The Stepkids formed in 2009 after playing in bands and as sidemen for other musicians for years. Guitarist/vocalist Jeff Gitelman, bassist/keyboardist/vocalist Dan Edinberg and drummer/vocalist Tim Walsh—came together to “really get back to the nucleus of why we play music to begin with, to go back to the art,” notes Gitelman. The resulting music is a gleeful blend of classic jazz, R&B, funk, 70s pop rock and countless other genres and styles to create a uniquely personal brand of modern psychedelic soul.
The Bridgeport, Connecticut-based trio’s one-of-a-kind sound is the result of the creative and instrumental alchemy that occurs whenever they get together, opting to record on a reel-to-reel versus recording songs using loops and samples like many of their contemporaries. “It’s amazing what a human being can do when reacting to another human being,” Gitelman explains. “When you play a song all the way through together, you never play it the same way twice, and that’s the stuff that really excites us. We’re able to come up with humanistic approaches that no machine will ever be able to do.”
The world got to first hear The Stepkids through their self-titled debut, released on Stones Throw Records in the fall of 2011. The album received critical praise and led to extensive tours of North America, Europe, Japan and Australia, which included stints supporting Kimbra, Mayer Hawthorne & The County, Grace Potter & The Nocturnals, Mates of State and The Horrors. “We started to tour really hard as a band right after our first record and we haven’t really stopped since,” says Edinberg. “Along the way, there have been times where we’ve had to ask ourselves, ‘Are we musicians? Are we businessmen? Or are we both?’”
Out of those thorny questions rises Troubadour, the band’s head-spinning second album. From the opening “Memoirs of Grey” through the closing “The Art of Forgetting,” Troubadour follows the travels and travails of the titular character as he grapples with love, life on the road, and the commercial requirements of the music biz. “The album’s kind of autobiographical,” explains Edinberg. “The troubadour character represents an extremity of who we really are.” “Though honestly,” adds Walsh, “It’s a character anyone can find themselves in.”

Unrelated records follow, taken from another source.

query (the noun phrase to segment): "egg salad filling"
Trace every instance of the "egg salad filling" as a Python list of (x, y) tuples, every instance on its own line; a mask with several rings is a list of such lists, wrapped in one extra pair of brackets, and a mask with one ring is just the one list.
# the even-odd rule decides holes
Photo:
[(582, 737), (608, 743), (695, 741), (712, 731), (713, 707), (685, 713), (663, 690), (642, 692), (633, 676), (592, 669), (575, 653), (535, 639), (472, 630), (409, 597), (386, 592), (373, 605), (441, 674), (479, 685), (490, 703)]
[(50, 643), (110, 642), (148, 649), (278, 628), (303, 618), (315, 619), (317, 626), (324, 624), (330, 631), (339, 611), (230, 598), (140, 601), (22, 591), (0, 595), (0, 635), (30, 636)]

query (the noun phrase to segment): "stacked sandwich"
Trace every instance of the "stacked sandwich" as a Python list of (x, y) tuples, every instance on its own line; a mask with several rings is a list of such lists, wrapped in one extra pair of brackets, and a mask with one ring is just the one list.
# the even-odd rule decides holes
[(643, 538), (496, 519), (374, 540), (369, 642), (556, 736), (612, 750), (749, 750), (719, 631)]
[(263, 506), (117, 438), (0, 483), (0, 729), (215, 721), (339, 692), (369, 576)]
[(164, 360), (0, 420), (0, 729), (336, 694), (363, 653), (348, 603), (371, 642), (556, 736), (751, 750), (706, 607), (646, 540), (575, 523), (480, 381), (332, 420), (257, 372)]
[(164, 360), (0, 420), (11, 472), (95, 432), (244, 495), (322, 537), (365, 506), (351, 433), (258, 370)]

On Troubadour, The Stepkids take on and surpass the challenge of making art that resonates beyond the rehearsal space and recording studio and bringing it into the commercial arena. They enchant the listener with the immediately accessible songcraft of cuts like “Sweet Salvation,” “The Lottery” and “Insecure Troubadour,” while transporting them through a multi-colored musical landscape that couldn’t have been conjured up by anyone else.
As anyone who’s ever witnessed an eye-popping Stepkids live performance can attest, the band also strives to extend that creativity to the concert stage. From early on, they’ve utilized kaleidoscopic projections to enhance their music and turn their sets into fully immersive experiences for their audience. But there, too, the band is evolving. “We’ve actually started to do acoustic performances and acoustic videos, broken-down stuff without any production,” says Gitleman. “We’re trying to expand the brand and do more psychedelic stuff, but also more of the revealing, conventional type of performances.” “We thought our fans would want to be able to focus on what we’re actually playing and who’s actually singing,” adds Edinberg. “We’re all for that, too. We like a healthy mix.”
That mixture of intense creative vision and the desire to entertain forms the very essence of what The Stepkids are about. “That’s what I love about Louis Armstrong,” says Gitelman. “He was so deep musically, but he could also let go to the point where it was just raw entertainment and emotion.” “Or even Sun Ra,” suggests Edinberg. “Entertainment was the number one priority at any Sun Ra show.”
Deftly dancing on the ledge between art and commerce, harmonic skill and raw emotion, The Stepkids are just getting started. “I really believe that we still haven’t discovered some of our most exciting stuff,” enthuses Gitelman. “Everybody is so deep musically, there are whole sides of us we haven’t really explored yet.”